Where are Fonts and Phrases allowed? [Was: HTML 2.0 Call for Review ]

"Daniel W. Connolly" <connolly@hal.com>
Message-id: <9406101945.AA08051@ulua.hal.com>
To: html-ig@oclc.org
Subject: Where are Fonts and Phrases allowed? [Was: HTML 2.0 Call for Review ]
In-Reply-To: Your message of "Mon, 06 Jun 1994 13:25:11 -0000."
             <9406061225.AA11520@dragget.hpl.hp.com> 
Date: Fri, 10 Jun 1994 14:45:59 -0500
From: "Daniel W. Connolly" <connolly@hal.com>
Content-Length: 3094
In message <9406061225.AA11520@dragget.hpl.hp.com>, Dave Raggett writes:
>
>    o   Whats wrong with B, I etc inside PRE?
>
>Your comment suggests that these are illegal inside PRE elements, why?

I meant to suggest that they should be illegal _outside_ of PRE.

In practice, fonts and phrases are used inside and outside of PRE, and
for 2.0, they will be legal.
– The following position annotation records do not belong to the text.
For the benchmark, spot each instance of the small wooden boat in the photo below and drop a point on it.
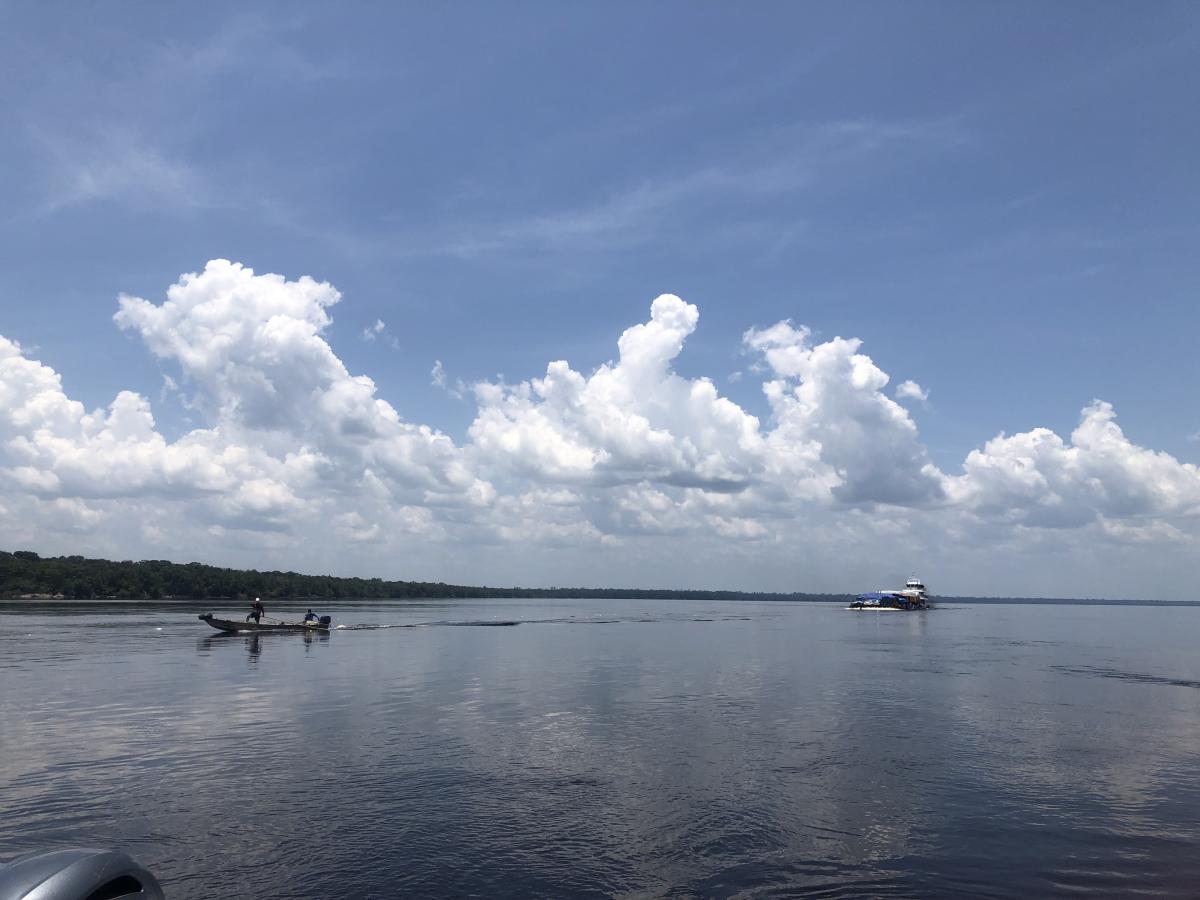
(234, 627)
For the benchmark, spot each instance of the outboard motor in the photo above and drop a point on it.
(77, 875)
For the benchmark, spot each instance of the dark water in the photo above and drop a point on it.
(615, 749)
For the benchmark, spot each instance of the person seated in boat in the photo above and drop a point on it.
(256, 611)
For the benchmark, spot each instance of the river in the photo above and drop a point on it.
(612, 749)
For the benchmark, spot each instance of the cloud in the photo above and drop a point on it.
(1038, 479)
(379, 331)
(630, 463)
(119, 165)
(829, 399)
(438, 379)
(629, 421)
(911, 390)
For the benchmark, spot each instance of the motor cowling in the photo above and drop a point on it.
(77, 874)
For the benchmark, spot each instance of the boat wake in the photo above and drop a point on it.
(511, 623)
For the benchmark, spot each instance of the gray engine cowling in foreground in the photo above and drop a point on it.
(77, 875)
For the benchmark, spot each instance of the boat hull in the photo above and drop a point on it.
(233, 627)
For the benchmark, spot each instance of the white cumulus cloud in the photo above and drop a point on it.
(617, 468)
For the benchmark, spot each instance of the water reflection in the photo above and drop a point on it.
(691, 751)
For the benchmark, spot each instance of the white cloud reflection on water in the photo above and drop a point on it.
(805, 743)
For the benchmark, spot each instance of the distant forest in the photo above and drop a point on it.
(25, 574)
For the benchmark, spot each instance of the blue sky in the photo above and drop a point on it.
(997, 201)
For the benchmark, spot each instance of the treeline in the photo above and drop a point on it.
(25, 574)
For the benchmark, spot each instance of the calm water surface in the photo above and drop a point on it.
(613, 749)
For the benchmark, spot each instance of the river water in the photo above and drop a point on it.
(612, 749)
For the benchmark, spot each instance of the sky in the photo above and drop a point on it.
(783, 297)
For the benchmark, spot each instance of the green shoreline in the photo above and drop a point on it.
(28, 577)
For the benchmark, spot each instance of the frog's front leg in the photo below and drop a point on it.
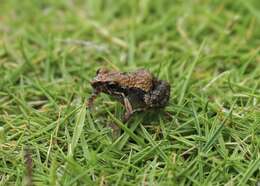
(129, 110)
(92, 98)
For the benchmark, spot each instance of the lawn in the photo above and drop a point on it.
(209, 51)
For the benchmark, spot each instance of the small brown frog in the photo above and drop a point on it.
(137, 91)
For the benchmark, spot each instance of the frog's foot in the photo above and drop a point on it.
(91, 100)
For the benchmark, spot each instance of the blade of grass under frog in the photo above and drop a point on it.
(121, 141)
(127, 130)
(153, 143)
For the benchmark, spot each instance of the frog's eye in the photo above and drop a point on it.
(111, 83)
(102, 71)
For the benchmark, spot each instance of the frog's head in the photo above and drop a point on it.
(103, 79)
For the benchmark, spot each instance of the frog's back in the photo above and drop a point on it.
(141, 79)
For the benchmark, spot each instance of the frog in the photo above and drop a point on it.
(137, 90)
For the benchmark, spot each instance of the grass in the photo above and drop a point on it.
(207, 50)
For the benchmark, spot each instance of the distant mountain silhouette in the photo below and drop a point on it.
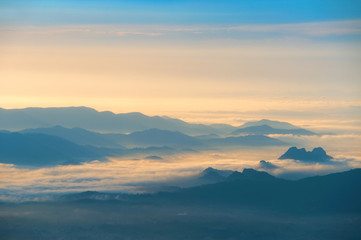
(251, 189)
(271, 123)
(267, 165)
(34, 150)
(316, 155)
(152, 138)
(250, 140)
(250, 174)
(265, 129)
(157, 137)
(88, 118)
(211, 175)
(153, 157)
(77, 135)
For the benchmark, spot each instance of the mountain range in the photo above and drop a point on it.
(266, 129)
(109, 122)
(59, 145)
(332, 193)
(316, 155)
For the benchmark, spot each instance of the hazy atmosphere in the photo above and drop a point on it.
(180, 119)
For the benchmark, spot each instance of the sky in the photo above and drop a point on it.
(196, 60)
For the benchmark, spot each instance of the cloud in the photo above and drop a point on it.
(313, 29)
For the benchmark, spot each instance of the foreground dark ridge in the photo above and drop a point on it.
(249, 205)
(337, 192)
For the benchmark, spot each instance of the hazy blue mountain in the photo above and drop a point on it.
(77, 135)
(265, 129)
(271, 123)
(267, 165)
(332, 193)
(223, 173)
(35, 150)
(316, 155)
(323, 208)
(339, 192)
(153, 157)
(90, 119)
(211, 175)
(157, 137)
(250, 140)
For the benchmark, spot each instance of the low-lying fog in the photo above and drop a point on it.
(128, 174)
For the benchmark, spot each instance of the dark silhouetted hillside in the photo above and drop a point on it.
(316, 155)
(265, 129)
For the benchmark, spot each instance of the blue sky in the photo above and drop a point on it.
(144, 55)
(177, 12)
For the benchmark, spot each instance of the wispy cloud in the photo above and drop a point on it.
(313, 29)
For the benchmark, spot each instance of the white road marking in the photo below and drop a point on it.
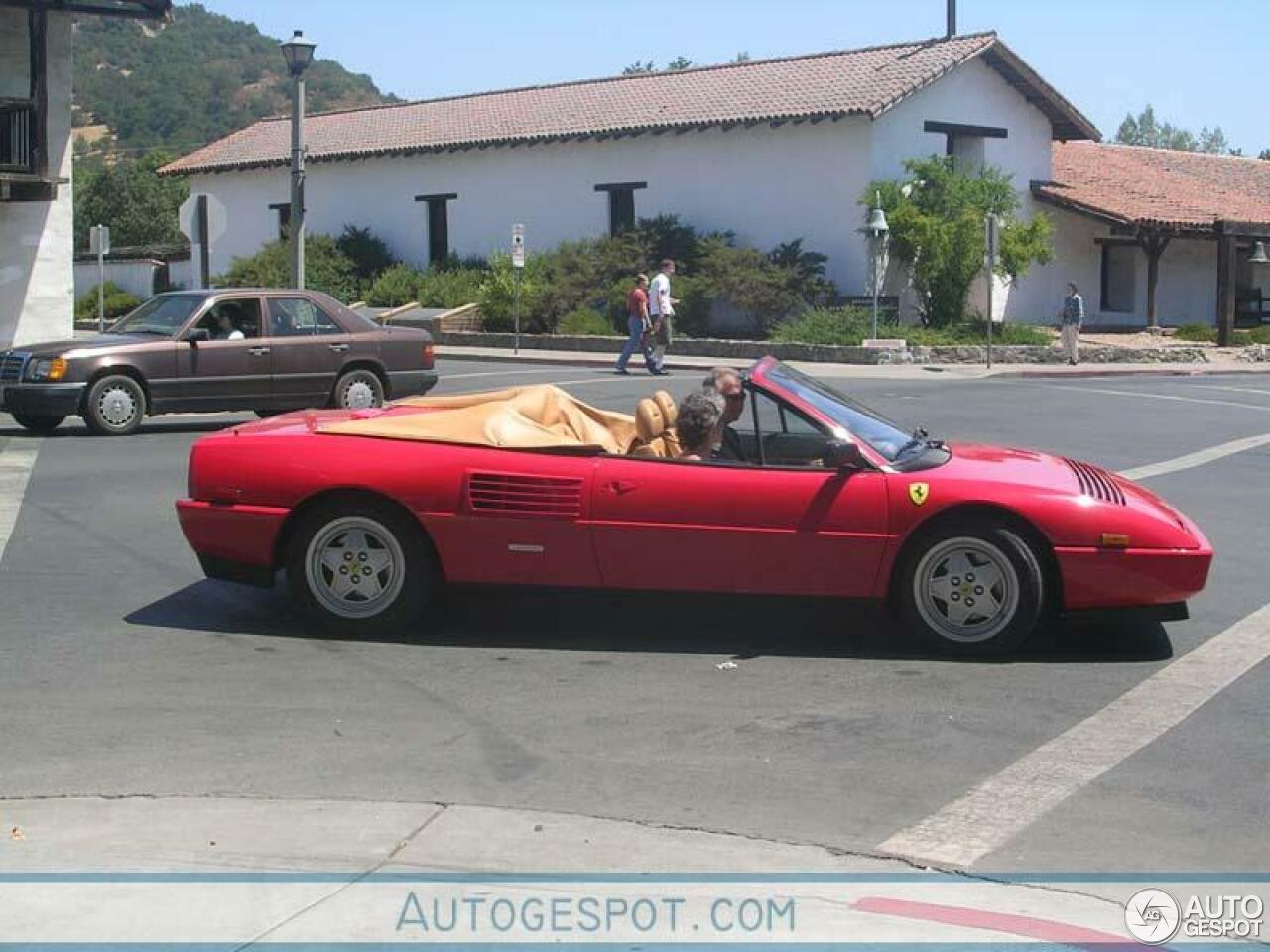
(1197, 458)
(493, 373)
(1008, 802)
(16, 463)
(1153, 397)
(1232, 390)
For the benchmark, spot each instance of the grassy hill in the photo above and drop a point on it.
(178, 85)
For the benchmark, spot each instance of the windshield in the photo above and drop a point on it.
(857, 419)
(164, 313)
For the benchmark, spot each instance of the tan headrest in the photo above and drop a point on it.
(668, 409)
(649, 420)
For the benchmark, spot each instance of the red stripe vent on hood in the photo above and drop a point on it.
(1096, 483)
(515, 494)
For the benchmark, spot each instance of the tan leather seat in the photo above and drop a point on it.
(651, 428)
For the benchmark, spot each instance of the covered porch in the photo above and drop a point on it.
(1156, 218)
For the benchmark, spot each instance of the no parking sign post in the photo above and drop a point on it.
(517, 267)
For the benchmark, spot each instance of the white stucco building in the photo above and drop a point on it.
(36, 214)
(772, 150)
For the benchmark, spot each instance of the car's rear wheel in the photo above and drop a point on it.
(971, 589)
(39, 424)
(358, 390)
(361, 567)
(114, 407)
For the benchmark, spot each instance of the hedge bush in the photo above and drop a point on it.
(118, 302)
(585, 321)
(326, 268)
(851, 326)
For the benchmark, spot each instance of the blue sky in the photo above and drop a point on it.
(1191, 59)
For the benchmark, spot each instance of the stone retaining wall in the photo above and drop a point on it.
(753, 349)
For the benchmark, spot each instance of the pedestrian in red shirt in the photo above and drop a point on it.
(639, 325)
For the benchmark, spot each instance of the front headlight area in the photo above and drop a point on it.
(48, 368)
But we may want to put some language in
the spec that discourages some practices and warns that they may
become obsolete.

My feeling is that B and I should only be used when all you know is
that the text is bold or italic, and you don't know why, like if
you're converting nroff output. But if you're marking up a phrase in a
normal paragraph, you don't have the ability to specify fonts -- only
phrase level emphasis like EM, STRONG, CODE, etc.

Hence EM, STRONG, etc. would be illegal _inside_ PRE.


But there's a more critical question which is: what is the _specified_
behaviour of the EM, B, I, STRONG, etc. elements? That is, when an
author writes <em>something like this</em>, we don't want to require
that conforming implementations necesarily have to convert this to
italics. (Because, for example, this makes not sense for applications
like HTML readers for the blind).

But is it OK for an implementation to completely ignore the EM tag?
In that case, an author that wants to be absolutely certain that the
phrase gets emphasized can't count on the EM tag to do the trick.

My feeling is that this is a "level 1" feature. I'm working on making
the formal distinctions between levels in the DTD -- it's not quite
done yet. But the theory is that there are currently three levels of
HTML conformance:

	Level 0: TITLE, HEAD, ISINDEX BODY, H1-H6, P, A, UL, OL only
		(maybe a couple others I forgot)

	Level 1: IMG, EM, STRONG, B, I,...

	Level 2: FORM, INPUT, OPTION, ...


[Somebody needs to write up this Level business and the implications
on format negotiation in the spec somehwere...]

So to a level 0 browser, <EM> is noise. If you validate against the
level 0 DTD, you'll get an error.

But what is required for levels >= 1? I'd say that

	* content of EM, STRONG, B, I, CITE etc. elements _must_ be
		distinguishable from un-emphasized text
	* STRONG must be different from EM
	* B must be different from I

and that's it. CITE might be the same as STRONG, or it might be
the same as EM, or it might be distinguished in some other way.
By distinguishable, I mean distinguishable by the information
consumer -- the browser user, or in the case of an HTML->???
translator, the ??? format files.


Another subtlety: is nesting allowed? Must it be treated
significantly? For example, Must this:

	x <em>y <em>z</em></em>		(1)

be distinguished from this...?

	x <em>y</em><em> z</em>		(2)


Must this:

	x <i>y <b>z</b></i>		(3)

be distinguished from this...?

	x <i>y </i><b>z</b>		(4)


I propose that nesting is syntactically allowed, but it has no
semantic meaning -- that is, each of the above syntaxes is allowed,
but an application is allowed to treat (1) the same as (2) and
to treat (3) the same as (4).